Genetic diversity and population structure of Lychnis wilfordii (Caryophyllaceae) with newly developed 17 microsatellite markers

  • Bora Kim
  • Koh Nakamura
  • Saya Tamura
  • Byoung Yoon Lee
  • Myounghai KwakEmail author
Research Article


Lychnis wilfordii (Regel) Maxim. is a perennial plant designated as an endangered species by the Korean government because of rapid reduction in its population size. Thus, a population genetic study of this species is needed to establish the strategy for management and conservation based on scientific evidences. The goals of this study were to develop useful microsatellite markers for L. wilfordii and to understand current genetic status of L. wilfordii in Korean peninsula. Seventeen microsatellite markers were identified using next-generation sequencing and bioinformatic analysis and then analyzed genetic diversity in one hundred forty-five individuals from Korea (KI1, KI2, and KP), China (CX, CF) and Russia (RP). Analysis of molecular variance (AMOVA), principal coordinates analysis (PCoA) and STRUCTURE results consistently showed discontinuity among L. wilfordii populations. AMOVA showed that the percentage of variation among populations was 53%, which was higher than the variation within populations (19%). PCoA showed that the populations were divided into three genetic clusters, (1) Chinese (CX, CF), (2) Russian (RP) populations and Korean populations (KI1, KI2) excluding KP, and (3) the KP population. In particular, KP, the most southern population on the Korean peninsula, showed significantly lower observed and expected heterozygosity, number of effective alleles, and Shannon index (I) than those of KI1 and KI2. L. wilfordii showed high differentiation between populations with low genetic diversity within populations. Among Korean populations, KP is likely to be affected by genetic drift due to small population size, low genetic diversity and limited gene flow.

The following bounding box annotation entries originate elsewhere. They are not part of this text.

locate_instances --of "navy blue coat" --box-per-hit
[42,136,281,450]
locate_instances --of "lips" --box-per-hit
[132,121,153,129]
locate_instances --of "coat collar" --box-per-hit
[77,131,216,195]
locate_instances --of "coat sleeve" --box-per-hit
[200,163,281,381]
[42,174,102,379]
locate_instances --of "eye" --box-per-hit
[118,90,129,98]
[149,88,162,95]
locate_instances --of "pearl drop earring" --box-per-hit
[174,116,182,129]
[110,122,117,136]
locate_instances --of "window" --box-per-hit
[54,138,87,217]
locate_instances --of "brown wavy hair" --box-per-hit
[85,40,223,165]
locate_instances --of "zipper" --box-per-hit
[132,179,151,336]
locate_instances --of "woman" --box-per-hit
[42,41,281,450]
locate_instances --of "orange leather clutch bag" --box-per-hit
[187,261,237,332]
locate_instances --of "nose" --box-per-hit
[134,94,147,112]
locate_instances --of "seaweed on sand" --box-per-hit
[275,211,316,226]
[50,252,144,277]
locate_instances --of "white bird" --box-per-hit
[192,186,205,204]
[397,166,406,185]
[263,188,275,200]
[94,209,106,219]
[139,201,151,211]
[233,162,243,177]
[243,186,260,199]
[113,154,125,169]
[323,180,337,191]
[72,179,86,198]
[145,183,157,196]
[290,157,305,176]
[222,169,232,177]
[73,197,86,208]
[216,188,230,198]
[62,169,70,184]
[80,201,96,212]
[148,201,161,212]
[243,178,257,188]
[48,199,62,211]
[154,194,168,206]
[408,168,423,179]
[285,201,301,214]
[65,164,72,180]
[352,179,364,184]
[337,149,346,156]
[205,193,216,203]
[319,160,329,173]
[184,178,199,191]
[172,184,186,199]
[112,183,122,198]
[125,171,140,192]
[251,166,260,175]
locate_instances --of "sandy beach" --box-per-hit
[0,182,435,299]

Lychnis wilfordii Microsatellite Genetic diversity Population structure Genetic drift 



This work was supported by a grant from the National Institute of Biological Resources (NIBR), funded by the Ministry of Environment (MOE) of the Republic of Korea (NIBR201703101). The authors gratefully acknowledge the contributions of Jong-Soo Kang and Jaram Hong at the National Institute of Biological Resources, the late Dr. Kozhevnikov at the Institute of Biology and Soil Science of the Russian Academy of Sciences and Dr. Xian-chun Zhang at Institute of Botany, Chinese Academy of Sciences for sample collection.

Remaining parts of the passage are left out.